Human values cannot be objectively measured like the velocity, weight, and position of particles. But human values are what drives economic behavior: “I value this apple less than that piece of steak” thought the gardener and exchanged it for a steak from the herder. The Herder valued the steak less than the apple. So both are better off - but there is no way to measure that, because 1 apple does only equal 1 steak in the interaction of these two people at that particular time.
Trying to quantify economics along the lines of physics is one of the greatest intellectual mistakes ever to befall economics.
“where did the additional money needed to pay workers better wages actually come from?”
Thet were stolen from the People?
Engels work was not about Indians, “general”.
And it’s funny that you were not afraid of referencing Franz Oppenheimer - the scientist who worked in the country that started both world wars…
Free? Not at all.Tthere two things in the world that are free really. Cheese in mouthtrap and stars on Generals’s shoulders.
have to pay in full (except kids and pensioners). I know this is very bad and agaist free market.
Medical care in Iceland is paid by people of Iceland. As income tax. So the more you make - the more you pay. If you are lucky - you’ll be never paid back. If you are unlucky - and need major operation (like full kidney transplant) that costs hundreds of thousands of dollars - you’ll get it. After 6 month of living and working here (if you are born here - just a moment after that). Well I have to admit - this doesn’t apply to robbers - I mean dantists
Give me you address - and we’ll see how long your tribes of voluntary associates would stand against my government army. Khlynov, please, don’t call yourself general. Not even private. Tribesman - would be fine
Khlynov. How are you going to conduct “free exchange”? A sack of grain against two sack of kartoshki? two cows agaisnt one horse? Two jap compacts against one Ford 350 truck? Oh! I know. You’ll print free money!!! Othewise you’ll have to use exotic shells. Kolt would also work - in disputes!

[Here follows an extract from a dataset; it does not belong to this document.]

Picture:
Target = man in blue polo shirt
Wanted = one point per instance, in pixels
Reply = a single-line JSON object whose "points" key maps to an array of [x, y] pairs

Remember “God created people, Kolt made them … free” (in your terms).
Tell this to the Boing, MD and other guys who are fighting for “non-market” orders. BTW I have never heard that any tribe of voluntary associates ever bought a nuclear attack submarine to protect their free market
Looks like the both are clinical idiots but gardener is also a crook
Unless the herder is actually working on the trade floor of cattle exchange and his regular daily commission is two steaks. Than he is the crook. But his irresponsive merket behaviour causing the drop of steak value and - as the result - the crisis of cattle exchange. Khlynov, you see! I’m trying to stay in very simple terms.
PS. Don’t forget to tell your address - I’ll send one parashutno-desantniy batalion
“The desire to turn economics into an ‘exact’ science is to a significant degree at the root of what is currently ailing our economic system.”
Economics does not be an ‘exact’ science such as physics in order to be considered scientifically rigorous (e.g., epidemiology, population genetics.) One advantage of such an approach is that its progress does not depend on a particular doctrine or ideology to be true.
Sorry. I was not clear: epidemiology and population genetics are two examples of scientifically rigorous fields that are not ‘exact’ like physics.